Nutrirsi del Pane per farsi pane
Allora Gesù prese i pani e, dopo aver reso grazie, li diede a quelli che erano seduti, e lo stesso fece dei pesci, quanto ne volevano. E quando furono saziati, disse ai suoi discepoli: «Raccogliete i pezzi avanzati, perché nulla vada perduto».
Giovanni 6,11-12
La prima moltiplicazione dei pani è narrata da tutti gli evangelisti: capitale è la valenza di questo evento, collocato con cura nei diversi Vangeli (in Giovanni è il segno centrale dei sette compiuti da Gesù), profezia dell’Eucaristia, memoriale della salvezza, presenza viva del Signore in mezzo ai suoi, «ogni giorno e fino alla fine del mondo» (Matteo 28,20). Intorno alla paternità di Dio, che nutre e custodisce le sue creature assicurando a ciascuno il necessario per l’esistenza e la salvezza, ruota la liturgia di oggi, nella domenica centrale del Tempo ordinario: il Signore «dà il cibo a tempo opportuno, apre la sua mano e sazia ogni vivente» (Salmo 144, Responsorio).

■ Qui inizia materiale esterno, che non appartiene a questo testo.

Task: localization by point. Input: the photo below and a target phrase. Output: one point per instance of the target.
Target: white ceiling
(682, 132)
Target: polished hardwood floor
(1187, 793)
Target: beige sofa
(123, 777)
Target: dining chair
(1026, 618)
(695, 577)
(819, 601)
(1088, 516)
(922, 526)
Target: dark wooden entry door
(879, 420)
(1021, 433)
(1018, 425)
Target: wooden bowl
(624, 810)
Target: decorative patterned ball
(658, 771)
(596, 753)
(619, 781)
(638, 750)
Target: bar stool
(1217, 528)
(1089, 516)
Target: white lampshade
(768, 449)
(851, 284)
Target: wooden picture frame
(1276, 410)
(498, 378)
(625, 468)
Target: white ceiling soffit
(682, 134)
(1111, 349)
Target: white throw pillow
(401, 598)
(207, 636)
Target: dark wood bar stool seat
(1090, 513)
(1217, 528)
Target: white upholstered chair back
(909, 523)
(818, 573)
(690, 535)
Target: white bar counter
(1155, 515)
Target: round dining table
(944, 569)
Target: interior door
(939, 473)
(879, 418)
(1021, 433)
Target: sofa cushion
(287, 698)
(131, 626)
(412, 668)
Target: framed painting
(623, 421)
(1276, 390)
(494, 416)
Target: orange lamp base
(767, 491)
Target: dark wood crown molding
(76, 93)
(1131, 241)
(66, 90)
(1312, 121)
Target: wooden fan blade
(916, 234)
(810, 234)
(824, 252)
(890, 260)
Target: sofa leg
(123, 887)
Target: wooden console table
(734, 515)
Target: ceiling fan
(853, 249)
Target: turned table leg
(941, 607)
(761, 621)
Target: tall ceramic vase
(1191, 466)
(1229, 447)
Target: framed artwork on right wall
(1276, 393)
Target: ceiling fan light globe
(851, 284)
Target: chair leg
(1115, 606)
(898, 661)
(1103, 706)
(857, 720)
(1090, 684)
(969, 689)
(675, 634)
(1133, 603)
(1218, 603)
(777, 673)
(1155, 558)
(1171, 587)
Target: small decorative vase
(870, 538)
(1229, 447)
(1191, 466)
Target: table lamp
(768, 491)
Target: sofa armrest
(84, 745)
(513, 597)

Già la I lettura (2Re 4) descrive una moltiplicazione di «20 pani d’orzo e grano novello», avvenuta al tempo del profeta Eliseo a seguito del suo invito a «darne alla gente», fondato sulla «Parola del Signore», che ha assicurato: tutti «ne mangeranno, e ne avanzerà». È la fede rocciosa nella Provvidenza, che attraversa tutte le Scritture: essa non demorde nelle difficoltà e nelle prove, si nutre della preghiera e si conferma nell’esercizio del perdono e della misericordia, ricevuti dal Padre e offerti ai fratelli.
Queste dimensioni sostengono, in ogni tempo, la vita del credente: Paolo (II esorta gli Efesini ad «ogni umiltà, dolcezza, magnanimità», a «sopportarsi a vicenda nell’amore», a «conservare l’unità dello Spirito nel vincolo della pace». Abbiamo tutti «un solo Dio, Padre di tutti, che è al di sopra di tutti, opera per mezzo di tutti ed è presente in tutti»: la sua paternità non fa differenze, ma ama ciascuno per come è; «vedendo», Egli «ha compassione» di ogni creatura. Sono i sentimenti del Cristo, Figlio e fratello, che ha preso la carne degli uomini per insegnarci la carità perfetta che è in Dio, a immagine del quale siamo fatti, al quale siamo chiamati a conformarci: sappiamo noi “avere compassione” quando “vediamo” la miseria del nostro prossimo?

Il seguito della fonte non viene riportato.